Chirurgie Conservatrice du Sein

La chirurgie conservatrice du cancer du sein consiste en l’ablation de la tumeur avec conservation du sein (synonymes : Tumorectomie ; segmentectomie ; zonectomie ; quadrantectomie ; mastectomie partielle). C’est l’intervention la plus souvent pratiquée (plus de 60 à 70 % des cas), elle permet de conserver le sein et de retrouver le plus souvent une morphologie normale après l’intervention en raison des techniques de comblement (oncoplastie) réalisés pendant l’intervention, le plus souvent la cicatrice pratiquée sera peu visible, très exceptionnellement visible dans le décolleté.

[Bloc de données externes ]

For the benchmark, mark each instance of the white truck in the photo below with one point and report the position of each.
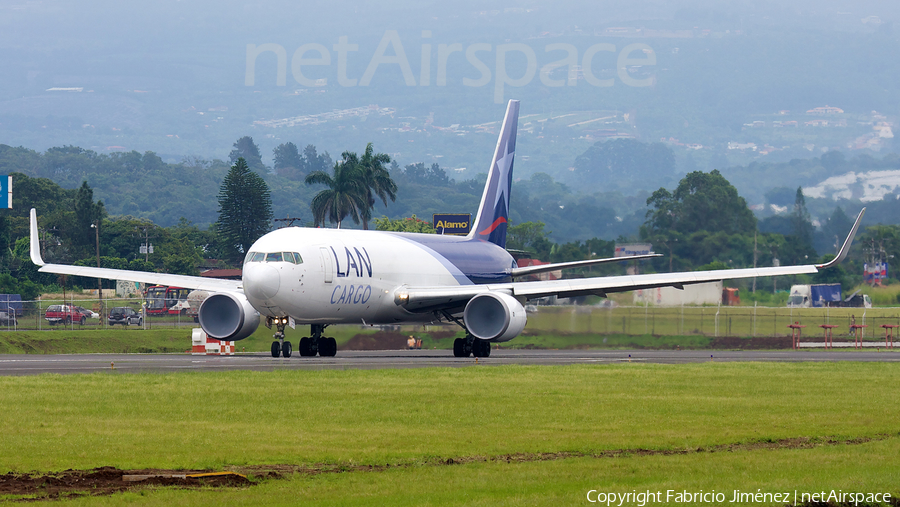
(825, 294)
(709, 293)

Comment cela se passe en pratique ?

En général l’intervention est réalisée sous anesthésie générale, puis une incision de la peau est faite par le chirurgien.
- Lorsque la lésion est palpable elle est retirée avec du tissu sain tout autour afin d’être sur de ne pas laisser de cellules anormales dans le sein.
- Lorsque la lésion n’est pas palpable (ce qui est le cas le plus fréquent, grace au dépistage mammographique), la lésion aura été repérée préalablement par le radiologue qui aura placé un repère métallique (fil d’acier) au contact de la zone à retirer (foyer de micro calcifications, zone de distorsion ou de sur-densité…). Le chirurgien « n’a plus qu’à » suivre le fil et retirer toute la zone au contact. Une fois la zone retirée la pièce est radiographiée afin de vérifier que la zone anormale a bien été retirée.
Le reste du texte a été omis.